Document Type

Article

Rights

Available under a Creative Commons Attribution Non-Commercial Share Alike 4.0 International Licence

Disciplines

2. ENGINEERING AND TECHNOLOGY

Abstract

Being able to situate oneself in an engineering role is a developmental process. Students may initially have idealized perceptions of a professional role and over time, they make this role more congruent with their own values and goals [1]. In light of this, Higher Education Institutions are being challenged to offer learning experiences and career exploration activities to enable students to clarify their interests, values and competencies in relation to a professional role [2]. This study compared the professional role preferences of more than 700 engineering students at TU Dublin (Ireland) and KU Leuven (Belgium).

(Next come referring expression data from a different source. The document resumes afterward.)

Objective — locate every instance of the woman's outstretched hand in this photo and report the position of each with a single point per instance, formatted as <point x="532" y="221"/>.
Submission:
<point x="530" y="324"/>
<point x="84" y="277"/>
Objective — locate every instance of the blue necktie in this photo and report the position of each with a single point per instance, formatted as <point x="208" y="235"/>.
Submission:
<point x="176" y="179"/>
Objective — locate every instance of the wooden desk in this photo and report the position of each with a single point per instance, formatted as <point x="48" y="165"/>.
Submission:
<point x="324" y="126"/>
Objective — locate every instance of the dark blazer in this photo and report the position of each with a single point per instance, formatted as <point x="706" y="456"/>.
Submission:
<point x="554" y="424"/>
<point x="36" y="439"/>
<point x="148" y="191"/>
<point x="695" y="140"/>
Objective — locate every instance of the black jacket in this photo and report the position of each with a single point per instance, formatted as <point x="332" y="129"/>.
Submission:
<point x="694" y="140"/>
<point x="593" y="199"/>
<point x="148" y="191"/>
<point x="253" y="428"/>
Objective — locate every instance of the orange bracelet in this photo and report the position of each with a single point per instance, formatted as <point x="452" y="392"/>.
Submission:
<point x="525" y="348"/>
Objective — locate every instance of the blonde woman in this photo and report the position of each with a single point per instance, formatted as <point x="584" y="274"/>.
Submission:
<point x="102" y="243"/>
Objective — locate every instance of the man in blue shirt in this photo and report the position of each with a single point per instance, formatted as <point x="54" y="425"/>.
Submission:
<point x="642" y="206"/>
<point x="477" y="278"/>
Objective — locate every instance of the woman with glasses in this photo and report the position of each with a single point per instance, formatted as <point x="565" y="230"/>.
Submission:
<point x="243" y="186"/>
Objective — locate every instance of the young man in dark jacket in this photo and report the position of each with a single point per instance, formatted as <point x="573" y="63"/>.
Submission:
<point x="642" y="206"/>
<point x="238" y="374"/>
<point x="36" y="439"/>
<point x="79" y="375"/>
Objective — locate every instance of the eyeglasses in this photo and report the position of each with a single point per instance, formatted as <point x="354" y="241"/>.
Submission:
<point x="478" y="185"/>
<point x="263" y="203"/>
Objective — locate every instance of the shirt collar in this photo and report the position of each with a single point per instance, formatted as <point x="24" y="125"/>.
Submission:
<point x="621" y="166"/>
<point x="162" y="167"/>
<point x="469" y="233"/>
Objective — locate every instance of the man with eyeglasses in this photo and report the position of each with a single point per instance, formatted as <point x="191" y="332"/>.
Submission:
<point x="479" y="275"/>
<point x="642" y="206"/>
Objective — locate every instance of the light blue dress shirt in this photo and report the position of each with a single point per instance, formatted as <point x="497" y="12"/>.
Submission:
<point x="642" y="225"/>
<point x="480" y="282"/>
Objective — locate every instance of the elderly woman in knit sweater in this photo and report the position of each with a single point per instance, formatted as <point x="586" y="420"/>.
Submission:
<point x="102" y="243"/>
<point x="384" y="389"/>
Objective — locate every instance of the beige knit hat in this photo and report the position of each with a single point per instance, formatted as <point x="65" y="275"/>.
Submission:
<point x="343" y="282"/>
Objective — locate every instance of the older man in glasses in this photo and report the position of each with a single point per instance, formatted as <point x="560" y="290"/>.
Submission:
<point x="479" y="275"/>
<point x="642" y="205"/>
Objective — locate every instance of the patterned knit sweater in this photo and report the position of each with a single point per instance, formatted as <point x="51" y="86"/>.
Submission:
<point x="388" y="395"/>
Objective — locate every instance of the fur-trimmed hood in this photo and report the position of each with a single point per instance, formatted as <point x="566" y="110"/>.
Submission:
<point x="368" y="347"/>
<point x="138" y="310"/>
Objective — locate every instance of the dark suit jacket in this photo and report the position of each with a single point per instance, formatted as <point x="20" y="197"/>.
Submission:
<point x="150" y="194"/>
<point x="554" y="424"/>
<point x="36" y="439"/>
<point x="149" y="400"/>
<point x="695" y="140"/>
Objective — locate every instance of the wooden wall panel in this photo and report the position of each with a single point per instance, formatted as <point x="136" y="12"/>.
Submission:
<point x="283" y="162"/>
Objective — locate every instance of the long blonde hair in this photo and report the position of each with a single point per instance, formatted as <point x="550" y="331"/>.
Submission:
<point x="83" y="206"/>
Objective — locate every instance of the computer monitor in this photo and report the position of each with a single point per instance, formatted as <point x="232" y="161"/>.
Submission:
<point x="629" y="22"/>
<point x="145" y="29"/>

Professional role preference was measured with PREFER Explore, a personal preference test for engineers. The test aligns students to three professional roles for early career engineers: Product leadership (focus on radical innovation), Operational excellence (focus on process optimization) and Customer intimacy (focus on tailored solutions and customer satisfaction). A comparison was drawn between the role preference of first year students at TU Dublin and KU Leuven to establish if there were significant differences in preference across both universities. The results suggest that the role preference of engineering students does not shift from first to third year. There is also evidence that the PREFER Explore is sensitive to gender differences, with female students showing a greater preference for customer intimacy than males and males showing a greater preference for operational excellence than females at TU Dublin. The data have a number of implications for the labor market in Ireland and Belgium.